A view beneath the I-70 viaduct in Denver in 2011. (Jeffrey Beall / Flickr)
6. I-77 Express Lanes (North Carolina): $647 million
This express lane project represents a public-private partnership, with a company called Mobility Partners managing the new priced lanes. But the 50-year deal leaves a lot to be desired, according to Inglis and Olivieri. As is the case with many flawed PPP contracts, the state has to compensate the company for any other projects in the region that could potentially divert traffic from the road and thus drain toll revenue—including more free lanes or expanded transit options.
7. Puget Sound Gateway (Washington): $2.8-$3.1 billion
The gateway plan would add two express lanes to I-5 between Seattle and Tacoma. But Inglis and Olivieri question its value from a traffic perspective—pointing to data showing that vehicle miles have flattened out on many stretches of I-5, and that building the new project would increase congestion by 2030. Instead they suggest repairing all of the state’s deficient bridges at a cost of $1.2 billion, which would even leave some money left over for other projects.

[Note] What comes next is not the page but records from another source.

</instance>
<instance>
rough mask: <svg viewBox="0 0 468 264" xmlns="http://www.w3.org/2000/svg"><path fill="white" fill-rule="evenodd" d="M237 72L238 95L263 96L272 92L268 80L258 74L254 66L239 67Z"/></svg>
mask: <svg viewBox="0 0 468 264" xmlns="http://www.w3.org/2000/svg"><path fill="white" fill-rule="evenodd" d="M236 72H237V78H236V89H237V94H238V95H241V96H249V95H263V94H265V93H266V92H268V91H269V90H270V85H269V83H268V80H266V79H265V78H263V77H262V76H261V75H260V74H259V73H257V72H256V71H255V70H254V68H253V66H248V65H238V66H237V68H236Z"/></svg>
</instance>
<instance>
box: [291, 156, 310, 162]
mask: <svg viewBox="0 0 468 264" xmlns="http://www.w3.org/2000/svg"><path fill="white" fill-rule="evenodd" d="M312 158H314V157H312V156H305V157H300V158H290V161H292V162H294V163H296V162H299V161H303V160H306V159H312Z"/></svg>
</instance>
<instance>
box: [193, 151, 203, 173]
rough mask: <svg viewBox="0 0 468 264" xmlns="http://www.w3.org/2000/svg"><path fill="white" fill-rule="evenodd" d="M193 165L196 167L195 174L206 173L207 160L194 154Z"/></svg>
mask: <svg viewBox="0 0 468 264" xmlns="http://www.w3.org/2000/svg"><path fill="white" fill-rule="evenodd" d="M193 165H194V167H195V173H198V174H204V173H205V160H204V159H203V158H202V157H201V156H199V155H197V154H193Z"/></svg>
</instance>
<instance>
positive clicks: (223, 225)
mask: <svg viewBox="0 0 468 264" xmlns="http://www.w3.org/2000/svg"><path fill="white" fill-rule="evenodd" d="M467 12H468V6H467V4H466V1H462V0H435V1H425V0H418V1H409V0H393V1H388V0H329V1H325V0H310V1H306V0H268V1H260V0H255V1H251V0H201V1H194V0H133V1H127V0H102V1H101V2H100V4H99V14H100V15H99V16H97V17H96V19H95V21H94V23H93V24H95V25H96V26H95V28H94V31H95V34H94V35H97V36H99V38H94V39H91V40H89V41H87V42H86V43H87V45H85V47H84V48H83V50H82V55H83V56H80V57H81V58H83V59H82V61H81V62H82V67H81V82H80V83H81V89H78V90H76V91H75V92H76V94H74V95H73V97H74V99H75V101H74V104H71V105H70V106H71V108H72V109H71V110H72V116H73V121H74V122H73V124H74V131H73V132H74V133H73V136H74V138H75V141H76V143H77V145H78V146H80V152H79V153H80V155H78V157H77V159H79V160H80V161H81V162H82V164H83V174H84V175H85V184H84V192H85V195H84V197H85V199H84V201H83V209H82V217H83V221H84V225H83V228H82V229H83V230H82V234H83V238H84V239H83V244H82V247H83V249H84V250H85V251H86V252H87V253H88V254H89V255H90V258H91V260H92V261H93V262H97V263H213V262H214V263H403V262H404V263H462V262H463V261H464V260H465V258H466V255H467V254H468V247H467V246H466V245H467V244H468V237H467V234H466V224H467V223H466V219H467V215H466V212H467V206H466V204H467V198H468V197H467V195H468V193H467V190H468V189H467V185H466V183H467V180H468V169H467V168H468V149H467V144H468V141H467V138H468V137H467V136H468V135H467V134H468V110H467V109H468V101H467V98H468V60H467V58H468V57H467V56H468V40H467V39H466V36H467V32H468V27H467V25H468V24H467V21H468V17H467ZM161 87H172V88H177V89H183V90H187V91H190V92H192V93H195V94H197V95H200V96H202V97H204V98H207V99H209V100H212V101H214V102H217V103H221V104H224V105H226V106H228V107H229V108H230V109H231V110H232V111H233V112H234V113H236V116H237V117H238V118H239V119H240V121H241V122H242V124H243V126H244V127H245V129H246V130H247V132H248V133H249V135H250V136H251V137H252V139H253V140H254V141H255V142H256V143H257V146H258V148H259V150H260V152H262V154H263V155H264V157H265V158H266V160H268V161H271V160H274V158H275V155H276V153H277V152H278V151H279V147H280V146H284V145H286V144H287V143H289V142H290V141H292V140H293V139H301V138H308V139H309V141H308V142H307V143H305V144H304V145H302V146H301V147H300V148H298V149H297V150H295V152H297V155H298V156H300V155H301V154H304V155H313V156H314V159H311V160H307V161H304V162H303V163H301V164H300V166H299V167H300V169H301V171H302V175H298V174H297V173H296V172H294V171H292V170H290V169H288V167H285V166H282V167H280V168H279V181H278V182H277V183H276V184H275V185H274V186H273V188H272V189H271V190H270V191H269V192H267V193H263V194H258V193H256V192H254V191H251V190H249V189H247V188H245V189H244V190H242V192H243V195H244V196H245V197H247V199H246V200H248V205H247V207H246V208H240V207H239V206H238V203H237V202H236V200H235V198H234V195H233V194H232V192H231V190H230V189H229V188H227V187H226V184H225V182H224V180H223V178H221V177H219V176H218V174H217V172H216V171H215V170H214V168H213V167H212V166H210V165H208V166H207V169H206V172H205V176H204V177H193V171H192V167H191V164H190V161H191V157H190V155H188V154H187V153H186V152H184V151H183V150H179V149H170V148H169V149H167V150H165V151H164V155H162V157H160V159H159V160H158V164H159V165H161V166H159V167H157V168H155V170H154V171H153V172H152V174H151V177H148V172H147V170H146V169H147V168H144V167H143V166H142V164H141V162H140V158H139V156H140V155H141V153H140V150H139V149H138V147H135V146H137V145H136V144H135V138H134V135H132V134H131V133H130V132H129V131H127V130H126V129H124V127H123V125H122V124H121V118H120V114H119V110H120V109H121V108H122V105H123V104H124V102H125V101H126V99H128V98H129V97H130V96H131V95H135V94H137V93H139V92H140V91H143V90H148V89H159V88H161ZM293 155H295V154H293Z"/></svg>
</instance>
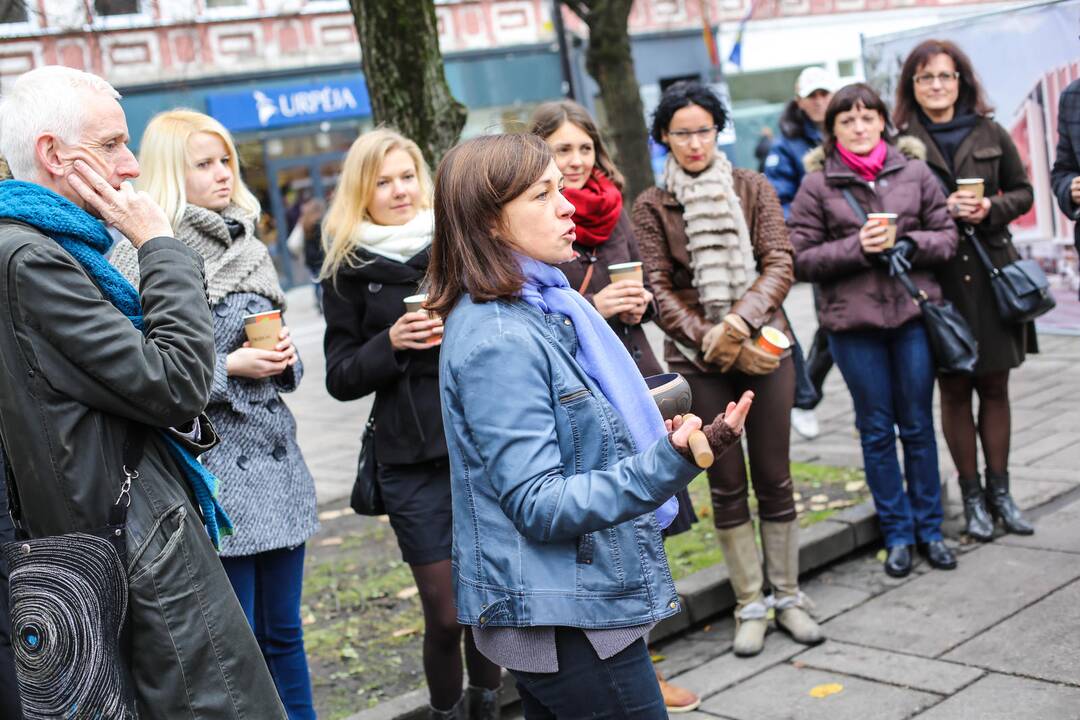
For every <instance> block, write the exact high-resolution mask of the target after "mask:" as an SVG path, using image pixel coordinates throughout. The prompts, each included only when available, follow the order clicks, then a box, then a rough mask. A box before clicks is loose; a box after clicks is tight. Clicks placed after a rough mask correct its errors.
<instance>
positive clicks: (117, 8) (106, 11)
mask: <svg viewBox="0 0 1080 720" xmlns="http://www.w3.org/2000/svg"><path fill="white" fill-rule="evenodd" d="M138 5H139V0H94V12H95V13H96V14H97V15H100V16H103V17H110V16H112V15H136V14H138V13H139V12H140V9H139V6H138Z"/></svg>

8. State Highway 249 extension (Texas): $337-$389 million
In April 2015, Texas opened a six-lane, six-mile tolled expansion of S.H. 249. Now the state wants to extend the project another 30 miles in two phases. Officials justify the new corridor as necessary given population growth, but Inglis and Olivieri counter that its traffic projection relied on outdated trends and that this area already suffers from air quality concerns. They also note that officials failed to truly consider alternatives to a road expansion.
9. U.S. 20 widening (Iowa): $286 million
This project would widen U.S. 20 from two to four lanes over a 40-mile stretch of rural territory. The spending would seem to violate a new contract with voters who agreed to increase their gas taxes in 2015 provided the money went toward “critical road and bridge construction projects that significantly extend the life of such assets.” Despite that mandate, Inglis and Olivieri write that three-quarters of the funding pile is going toward highway maintenance instead of expansion, with U.S. 20 widening leading the way.
U.S. 20 in Iowa on a congested day in 2000. (Alexander Rabb / Flickr)
10. Paseo del Volcan extension (New Mexico): $96 million
Paseo del Volcan would build a new road on the outskirts of Albuquerque as a conduit for a sprawling residential development called Santolina, according to Inglis and Olivieri. “That project has drawn significant criticism from residents concerned about how much water the project would require,” they write. The plan seems to be preferred over a cheaper effort to upgrade the existing road network.
11. Portsmouth bypass (Ohio): $429 million
Inglis and Olivieri say this 16-mile, four-lane highway scored “near the bottom” of the state’s priority list. Yet in June 2015, preliminary work began. The project’s potential impact on traffic is questionable at best: average annual vehicle miles in the county fell from 2004 to 2014, and officials claim “no transportation outcomes or benefits, apart from allowing drivers to avoid several traffic lights,” according to the boondoggle report.
12. Mon-Fayette Expressway extension (Pennsylvania): $1.7 billion
Original plans for this new highway, which had it connecting into downtown Pittsburgh, were scaled back out of concerns over social and environmental damage. That’s great for the city, but it means the expressway itself offers transportation access “little better than that which existed before the project,” write Inglis and Olivieri. Meanwhile Pennsylvania has more than 5,000 deficient bridges, with the second-highest percentage of poor spans in the U.S.